The following recipe and photography were provided by Food Scientist Kathleen Ann of Bread Over Heels.
Inspired by a warm cup of hot cocoa on a winter’s night, these cookies utilize actual hot cocoa mix, cocoa powder and two types of chocolate chips for intense chocolate flavor.
I topped them with marshmallows, my favorite hot cocoa topping, to fully emulate the drink in cookie form. The marshmallows are added at the very last minute of baking to help the marshmallows maintain their shape and prevent them from melting. I used all Heinen’s brand ingredients when making these cookies, and you can really taste the quality in every bite- especially the divine chocolate combination of mini semisweet chocolate chips and larger milk chocolate chips. Enjoy with a warm cup of cocoa for the perfect festive dessert!
- Cook time:
- Prep time:
- Total time:
- ½ cup (1 stick) Heinen’s butter, softened
- ½ cup Heinen’s brown sugar
- ¼ cup granulated sugar
- 2 Tbsp. hot chocolate mix
- ¼ cup cocoa powder
- 1 egg
- 1 tsp. vanilla
- 1 ¼ cup all-purpose flour
- ½ tsp. baking soda
- Dash salt
- 1/3 cup Heinen’s mini chocolate chips
- ½ cup Heinen’s milk chocolate chips
- 1 cup mini marshmallows
- In a stand mixer fitted with a paddle attachment, combine butter, brown sugar, granulated sugar, hot chocolate mix and cocoa powder. Mix 1 minute on low speed and 2 minutes on high speed, scraping the bowl as needed to ensure ingredients mix well.
- Add egg and vanilla. Mix 1 minute on low speed until combined.
- Add flour, baking soda and salt. Mix 1 minute on low speed.
- Add mini chocolate chips and milk chocolate chips. Mix 30 seconds on low speed.
- Chill dough for 30 minutes to 1 hour in refrigerator.
- Preheat oven to 375 F. Line two baking sheets with parchment paper. Scoop dough into 11/2 – 2 tablespoon-sized pieces and place on parchment paper with 2 inches between each cookie.
- Using kitchen shears, cut individual mini marshmallows in half.
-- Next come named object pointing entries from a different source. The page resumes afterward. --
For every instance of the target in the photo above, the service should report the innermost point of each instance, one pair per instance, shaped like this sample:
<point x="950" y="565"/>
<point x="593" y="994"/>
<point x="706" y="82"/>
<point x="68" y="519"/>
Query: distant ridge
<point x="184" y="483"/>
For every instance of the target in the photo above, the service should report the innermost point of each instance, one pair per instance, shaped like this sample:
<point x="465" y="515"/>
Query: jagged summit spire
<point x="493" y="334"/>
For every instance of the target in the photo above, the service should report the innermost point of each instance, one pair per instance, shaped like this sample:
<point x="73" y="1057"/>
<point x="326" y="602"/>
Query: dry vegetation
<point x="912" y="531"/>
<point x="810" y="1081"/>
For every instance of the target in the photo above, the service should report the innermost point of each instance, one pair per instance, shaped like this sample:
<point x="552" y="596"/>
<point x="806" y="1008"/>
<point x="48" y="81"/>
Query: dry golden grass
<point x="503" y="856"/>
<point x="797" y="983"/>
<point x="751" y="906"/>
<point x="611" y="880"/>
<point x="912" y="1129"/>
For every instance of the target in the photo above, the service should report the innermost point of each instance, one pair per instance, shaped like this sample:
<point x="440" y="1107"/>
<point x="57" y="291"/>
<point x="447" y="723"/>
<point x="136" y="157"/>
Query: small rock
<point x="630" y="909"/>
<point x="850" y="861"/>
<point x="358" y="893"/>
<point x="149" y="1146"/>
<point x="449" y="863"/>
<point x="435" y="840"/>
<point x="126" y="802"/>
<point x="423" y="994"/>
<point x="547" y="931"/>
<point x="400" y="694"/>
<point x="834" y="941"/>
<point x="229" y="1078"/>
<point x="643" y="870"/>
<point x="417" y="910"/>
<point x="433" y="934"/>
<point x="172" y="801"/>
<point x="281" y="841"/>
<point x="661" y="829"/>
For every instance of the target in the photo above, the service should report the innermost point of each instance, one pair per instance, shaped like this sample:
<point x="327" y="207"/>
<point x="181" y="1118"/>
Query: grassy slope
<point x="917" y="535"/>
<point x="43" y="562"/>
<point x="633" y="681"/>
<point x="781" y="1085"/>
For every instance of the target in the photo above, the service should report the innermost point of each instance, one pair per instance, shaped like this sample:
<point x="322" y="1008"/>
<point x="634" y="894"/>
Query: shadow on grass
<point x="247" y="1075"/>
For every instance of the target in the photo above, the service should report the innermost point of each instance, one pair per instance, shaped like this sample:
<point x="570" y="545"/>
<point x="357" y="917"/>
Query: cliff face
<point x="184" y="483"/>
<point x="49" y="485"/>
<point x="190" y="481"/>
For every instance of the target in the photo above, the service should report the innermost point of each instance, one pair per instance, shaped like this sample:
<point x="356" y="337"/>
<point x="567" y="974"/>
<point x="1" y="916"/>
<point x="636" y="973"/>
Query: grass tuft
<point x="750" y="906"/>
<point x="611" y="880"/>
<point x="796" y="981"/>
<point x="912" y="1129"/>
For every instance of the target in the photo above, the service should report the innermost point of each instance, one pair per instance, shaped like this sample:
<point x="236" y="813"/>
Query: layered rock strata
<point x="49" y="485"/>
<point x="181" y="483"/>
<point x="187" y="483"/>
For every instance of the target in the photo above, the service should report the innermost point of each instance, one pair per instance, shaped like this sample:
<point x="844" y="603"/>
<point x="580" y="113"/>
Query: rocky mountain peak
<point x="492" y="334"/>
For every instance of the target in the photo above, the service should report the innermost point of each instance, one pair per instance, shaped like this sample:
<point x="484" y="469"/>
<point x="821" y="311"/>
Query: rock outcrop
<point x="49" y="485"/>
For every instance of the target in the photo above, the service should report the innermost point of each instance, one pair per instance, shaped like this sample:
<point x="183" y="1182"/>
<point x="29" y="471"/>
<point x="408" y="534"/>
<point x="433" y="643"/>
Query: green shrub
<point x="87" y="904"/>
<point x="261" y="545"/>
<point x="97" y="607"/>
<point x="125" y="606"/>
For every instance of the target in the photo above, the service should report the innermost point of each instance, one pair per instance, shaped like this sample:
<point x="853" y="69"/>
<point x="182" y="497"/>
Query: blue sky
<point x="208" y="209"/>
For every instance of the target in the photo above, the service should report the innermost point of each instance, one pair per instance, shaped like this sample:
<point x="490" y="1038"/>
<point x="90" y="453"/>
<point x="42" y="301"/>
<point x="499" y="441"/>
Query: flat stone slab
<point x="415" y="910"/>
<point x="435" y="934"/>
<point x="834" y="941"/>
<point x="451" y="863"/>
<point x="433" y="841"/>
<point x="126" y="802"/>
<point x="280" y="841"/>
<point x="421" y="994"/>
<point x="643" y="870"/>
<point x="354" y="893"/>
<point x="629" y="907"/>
Set aside.
- Bake cookies for 8 minutes. Remove from oven and reduce heat to 350 F. Gently press three mini marshmallow halves on top of each cookie. Return to oven and cook for 1 minute at 350F.
- Remove from oven and let rest on cookie sheets for 2 minutes. Transfer cookies to a wire rack to finish cooling.